Once you have strapped on your sensors you are almost ready to go. Before you start working out you create a character. The options are somewhat limited on this front as you can’t give him or her tattoos or body piercings; nevertheless, the game is all about working out so who wants to spend a great deal of time customizing a character or trainer. After you have entered your personal statistics including height and weight, you are given the option of two trainers, Niki and Devon. Each trainer has a different personality type and motivational styles. Neither are over the top and offer sound training advice and tips throughout each work-out session.

The game features a variety of modes of play. You can do the nine week program as I mentioned at the top or there is an abbreviated 3-week program. You can also jump into your journal that logs all your work-outs, tracks your progress, gives you nutrition tips and allows you to set goals for yourself. Other play modes include joining online groups, or customizing your workout routine. There is a stat summary area and weekly fitness and heart rate tracker. All in all, there is plenty to offer in EA Sports Active 2 giving anyone a terrific foundation to achieve better fitness and maybe shed a few pounds in the process.

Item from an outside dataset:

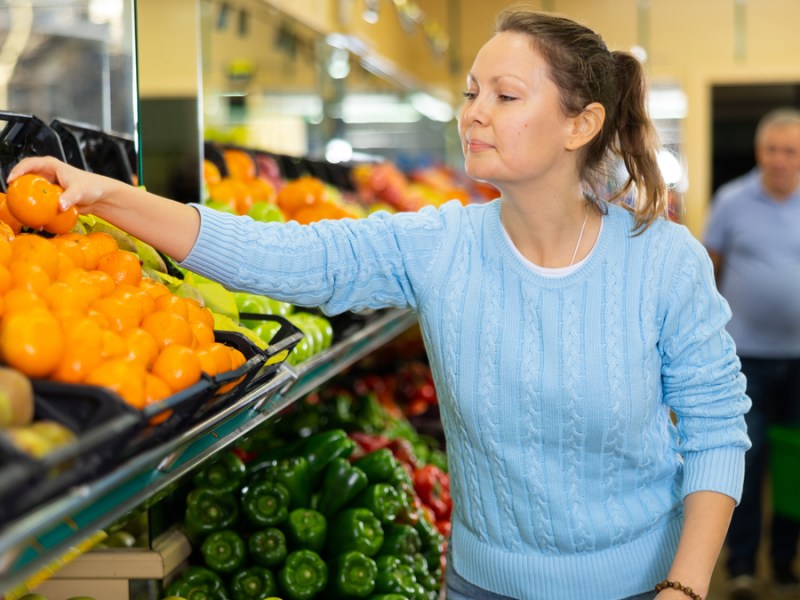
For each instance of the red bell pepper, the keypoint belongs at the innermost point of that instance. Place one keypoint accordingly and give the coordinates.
(433, 487)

Customizing your own workout regime is great but anyone new to the franchise or those who are not hard core fitness fanatics are best served selecting one of the trainer-led workout programs. The nine week program is best recommended to increase your overall fitness but the three week does give you a cardio kick-start just as the game advertises. Both programs increase in intensity over time but make no question you will be sweating once you fire up the first workout session. Each exercise routine features a warm-up and cool down session. The game also prompts you to take quick water breaks throughout the session. The pacing of each exercise is equally fantastic as well. I never found myself too bored nor did I find myself unable to keep up. Whenever I slowed down the training would prompt me to speed up with words of encouragement.

I was also impressed with the variety of exercises that force you to use all parts of your body. For instance, a mountain biking exercise has you running, jumping and squatting as your virtual character travels across rugged terrain and jumps. A basketball exercise has you squatting in a defensive stance as you block and swipe the ball away from the offensive player. I liked the fact that I was not merely following a trainer for the entire work-out. The variety kept me coming back again and again which is something that cannot be said for most work-out programs I have tried over the years.

Beyond the exercises, EA Sports Active 2 features daily activity and nutrition surveys. You are encouraged to fill in these surveys even on non-workout days, but it’s not 100% necessary. The nutritional survey in particular is enhanced with more detailed questions and now offers text suggestions to help you with your scoring. It is simple but effective. Goals return unchanged as well. For those new to the EA Sports Active franchise, the game allows you to set goals for calories burned, number of workouts and time working out. EA Sports Active 2 also supports two players. So you and a friend can work out simultaneously. Of course this requires you to pick up another set of sensors bands; nevertheless this a nice feature indeed.

EA Sports Active 2 for the PS3, which comes with all the sensors, the game, dongle and band runs in at approximately 100 bucks. This is a little on steep side; however, given the amount of workout routines and tracking available it is a game with plenty of replay value.